On Mar 5, 2008, at 9:20 AM, Ian Bicking wrote:

Putting that code into Pylons is fine, but I think Pylons already has
too much code in the project template, and your proposal puts more code
in the project template.  That code would need to be updated for any
kind of public change in a templating system's API.

When you look at the existing template options being configured in the project template, replacing the config lines for the template with actually making the Mako TemplateLookup instance is a pretty close tradeoff. There's only 3 lines added, and the result is significantly more obvious. Consider these two, and tell me what the config options are for Mako in the first case:

0.9.6 projects
    # Customize templating options via this variable
    tmpl_options = config['buffet.template_options']

0.9.7 project
    # Create the Mako TemplateLookup
    config['pylons.g'].mako_lookup = TemplateLookup(
        directories=paths['templates'], input_encoding='utf-8',
        output_encoding='utf-8', module_directory=os.path.join(
            app_conf['cache_dir'], 'templates'),
    )

If you wanted to change the template engine options in the first case, how would you do it? What are the defaults it came with? I will happily accept a line or two of extra code for obviousness and ease of use/customization.

If you're using Genshi, its actually a zero-sum trade:

    # Create the Genshi TemplateLoader
config['pylons.g'].genshi_loader = TemplateLoader(paths['templates'])

Also, you can't see this, but by having the template engine created here, I will get to drop about 100 lines of code from pylons.configuration and things are cleaner both for the user, and for Pylons.

With regards to the templating system's API, including TemplateProposal in Pylons would have the same effect to needing to change when the template system changes if it has the renderer objects in it. That was the only saving grace of Buffet, was that the template system API could change, and its included Buffet adapter could change with it.

How often do the templating system API's actually change though? Is that a strong argument for something that occurs frequently, or something thats once in a blue moon (which could also be screwed up by the existing pylons.configuration template system defaults)?

So far, Mako's TemplateLookup has stayed the same for many revisions, and Genshi's is not changing in the next release either. But Pylons has always had code that generally depends on specific revisions of supporting packages. Mako and Genshi are both stable, fairly mature template systems, they're the only ones Pylons is including a render function for.

In the worst case scenario, that a user should upgrade Mako/Genshi beyond a version Pylons recommends, and the template system API does change slightly, it will be trivial for the user to fix it (and of course a new Pylons version will address it as well). They can change the loader in their environment, and tweak the render function if needed. There is no waiting on a commit to the template system for an updating plugin, no waiting for a commit/release of a new Pylons as some default inside of Pylons might be screwing things up.

MakoRenderer is more a suggestion that templating engines expose an API
that is useful/friendly in the context of Pylons.
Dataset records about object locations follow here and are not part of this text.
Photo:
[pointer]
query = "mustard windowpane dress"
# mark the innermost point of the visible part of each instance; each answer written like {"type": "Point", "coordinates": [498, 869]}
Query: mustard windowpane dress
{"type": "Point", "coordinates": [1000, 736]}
A useful API for Mako (at least with respect to Pylons) is one where you
configure a rendering instance, and then that rendering instance is
callable like the current render() function.

I think current template systems do have friendly API's. Look at how brief it is to do the basic template lookup creation, then render a template with either Genshi or Mako. It's downright trivial, and seriously makes you wonder what the hundreds of lines of code in TemplateProposal are supposed to 'simplify'. I'm am consistently seeing a trend where users prefer something obvious, even if its just a wee bit more verbose, for the sake of not being left with a big learning curve later when they want to change just one option in how something works.
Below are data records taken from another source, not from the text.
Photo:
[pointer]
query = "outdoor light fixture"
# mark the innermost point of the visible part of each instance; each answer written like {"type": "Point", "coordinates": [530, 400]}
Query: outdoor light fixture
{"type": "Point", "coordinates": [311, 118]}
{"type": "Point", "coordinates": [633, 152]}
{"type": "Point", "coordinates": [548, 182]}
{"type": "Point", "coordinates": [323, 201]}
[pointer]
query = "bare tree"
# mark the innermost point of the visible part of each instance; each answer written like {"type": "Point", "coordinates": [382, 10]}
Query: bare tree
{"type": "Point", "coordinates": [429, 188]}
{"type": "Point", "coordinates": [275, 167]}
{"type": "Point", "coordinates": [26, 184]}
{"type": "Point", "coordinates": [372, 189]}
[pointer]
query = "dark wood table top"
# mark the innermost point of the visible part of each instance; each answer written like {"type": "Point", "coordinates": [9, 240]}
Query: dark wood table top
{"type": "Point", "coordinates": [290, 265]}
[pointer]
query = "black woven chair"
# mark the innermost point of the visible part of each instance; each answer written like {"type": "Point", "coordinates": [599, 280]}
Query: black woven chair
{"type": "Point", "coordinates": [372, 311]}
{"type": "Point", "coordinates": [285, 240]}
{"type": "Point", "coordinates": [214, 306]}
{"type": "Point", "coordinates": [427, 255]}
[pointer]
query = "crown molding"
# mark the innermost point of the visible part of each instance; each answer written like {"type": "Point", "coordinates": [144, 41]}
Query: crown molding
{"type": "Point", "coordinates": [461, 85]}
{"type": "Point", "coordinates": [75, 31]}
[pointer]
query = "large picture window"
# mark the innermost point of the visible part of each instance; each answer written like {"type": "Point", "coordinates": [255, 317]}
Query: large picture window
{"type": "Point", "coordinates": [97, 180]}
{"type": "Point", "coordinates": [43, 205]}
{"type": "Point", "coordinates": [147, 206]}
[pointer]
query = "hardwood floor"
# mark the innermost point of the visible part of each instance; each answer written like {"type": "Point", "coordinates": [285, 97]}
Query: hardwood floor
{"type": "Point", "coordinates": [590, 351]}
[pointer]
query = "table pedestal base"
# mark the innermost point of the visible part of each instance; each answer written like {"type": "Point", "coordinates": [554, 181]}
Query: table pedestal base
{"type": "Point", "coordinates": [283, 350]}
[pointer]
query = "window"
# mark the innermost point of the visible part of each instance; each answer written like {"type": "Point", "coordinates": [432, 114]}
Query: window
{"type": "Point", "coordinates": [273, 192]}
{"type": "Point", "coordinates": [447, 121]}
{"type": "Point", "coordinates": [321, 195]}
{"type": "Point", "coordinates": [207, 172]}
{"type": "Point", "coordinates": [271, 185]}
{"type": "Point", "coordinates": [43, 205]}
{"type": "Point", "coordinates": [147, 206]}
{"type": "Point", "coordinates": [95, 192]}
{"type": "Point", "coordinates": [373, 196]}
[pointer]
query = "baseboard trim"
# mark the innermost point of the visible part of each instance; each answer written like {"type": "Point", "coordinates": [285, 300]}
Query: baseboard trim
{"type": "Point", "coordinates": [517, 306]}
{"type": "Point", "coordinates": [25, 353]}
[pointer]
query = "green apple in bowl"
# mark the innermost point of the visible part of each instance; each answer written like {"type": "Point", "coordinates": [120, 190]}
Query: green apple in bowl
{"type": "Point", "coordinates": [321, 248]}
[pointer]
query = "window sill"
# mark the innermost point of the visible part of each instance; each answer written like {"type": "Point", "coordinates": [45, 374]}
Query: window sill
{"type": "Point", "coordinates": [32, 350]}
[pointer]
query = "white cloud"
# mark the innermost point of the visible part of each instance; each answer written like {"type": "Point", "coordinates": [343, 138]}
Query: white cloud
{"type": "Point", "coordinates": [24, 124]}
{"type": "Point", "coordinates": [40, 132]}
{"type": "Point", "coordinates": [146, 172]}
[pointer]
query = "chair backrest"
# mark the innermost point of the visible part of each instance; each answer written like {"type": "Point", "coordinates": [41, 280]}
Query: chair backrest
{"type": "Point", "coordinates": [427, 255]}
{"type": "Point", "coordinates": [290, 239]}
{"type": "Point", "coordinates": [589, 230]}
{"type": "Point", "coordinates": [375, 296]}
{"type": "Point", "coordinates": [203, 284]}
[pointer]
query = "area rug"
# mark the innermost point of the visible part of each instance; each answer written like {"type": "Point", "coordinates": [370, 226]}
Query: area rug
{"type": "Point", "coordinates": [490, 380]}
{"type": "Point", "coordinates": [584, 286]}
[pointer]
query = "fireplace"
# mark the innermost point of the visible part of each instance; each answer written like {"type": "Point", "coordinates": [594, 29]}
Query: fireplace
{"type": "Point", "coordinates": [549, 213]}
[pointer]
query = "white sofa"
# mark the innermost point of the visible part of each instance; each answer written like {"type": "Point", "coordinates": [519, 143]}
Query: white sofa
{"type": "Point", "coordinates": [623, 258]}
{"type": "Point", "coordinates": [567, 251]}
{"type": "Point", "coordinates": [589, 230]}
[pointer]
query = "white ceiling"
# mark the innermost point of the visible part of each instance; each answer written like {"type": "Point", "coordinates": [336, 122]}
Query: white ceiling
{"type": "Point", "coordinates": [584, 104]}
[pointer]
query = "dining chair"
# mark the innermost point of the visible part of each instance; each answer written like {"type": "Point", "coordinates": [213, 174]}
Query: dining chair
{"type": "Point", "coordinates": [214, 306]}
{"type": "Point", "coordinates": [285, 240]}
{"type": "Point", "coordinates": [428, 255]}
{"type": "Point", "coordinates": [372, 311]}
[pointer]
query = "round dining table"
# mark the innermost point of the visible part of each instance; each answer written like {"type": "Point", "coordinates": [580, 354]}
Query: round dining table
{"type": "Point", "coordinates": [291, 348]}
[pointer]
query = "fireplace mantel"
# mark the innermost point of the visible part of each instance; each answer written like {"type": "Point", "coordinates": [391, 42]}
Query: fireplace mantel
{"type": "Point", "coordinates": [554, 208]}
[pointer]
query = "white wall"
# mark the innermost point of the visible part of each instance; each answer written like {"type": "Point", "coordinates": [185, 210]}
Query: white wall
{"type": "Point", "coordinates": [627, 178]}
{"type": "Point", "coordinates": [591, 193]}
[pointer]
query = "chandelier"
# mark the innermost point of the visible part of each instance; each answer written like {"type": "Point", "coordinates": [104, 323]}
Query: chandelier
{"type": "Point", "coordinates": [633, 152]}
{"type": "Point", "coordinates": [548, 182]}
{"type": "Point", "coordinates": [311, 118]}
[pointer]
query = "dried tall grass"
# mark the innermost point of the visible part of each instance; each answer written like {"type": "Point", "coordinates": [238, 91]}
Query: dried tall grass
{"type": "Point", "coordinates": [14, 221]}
I should mention that I've had more than a few users ask me why they have to dive though a big ol Template/Buffet thing to change a few things about how a template system is used, when they can setup and use the template engine in 5 lines of code in CherryPy or Django. Saying, "In the very off chance that the template system API changes dramatically, its slightly easier!" is hardly a good response.

I agree that the entry point stuff and other aspects of that are
overdesigned.  It was inherited from Buffet (and somewhat motivated by
paster create), but in the context of Pylons I agree there is no reason
to use an entry point.

Though without the entry point scanning, I don't see how it'll be any better than what I wrote up, as it won't be able to find the appropriate render function automatically in installed template systems. At which point, its just like what I wrote up except more verbose.

MakoRenderer is a suggestion for how pylons.templating could work,
making it more similar to how helpers works, and less tied into things
like wsgiapp, pylons.config, etc.

As Mike said, I'm curious what the point is for a class. It's not holding any state data, why not just the render function?

I do agree with your proposal in terms of moving the render function
into projects directly, instead of importing it from Pylons. This makes
ad hoc render functions obvious, and I'm not suggesting that ad hoc
functions are bad.  But there's no reason to make *every* render
function ad hoc.

If you're using Genshi/Mako in the standard 'Pylons way' of using 'c' for variables, the included render_ functions are provided by Pylons. No need to write them yourself.

MakoRenderer is 'ad hoc' as much as render_mako. Can you clarify what makes one of them less ad hoc purely because its a class rather than a function?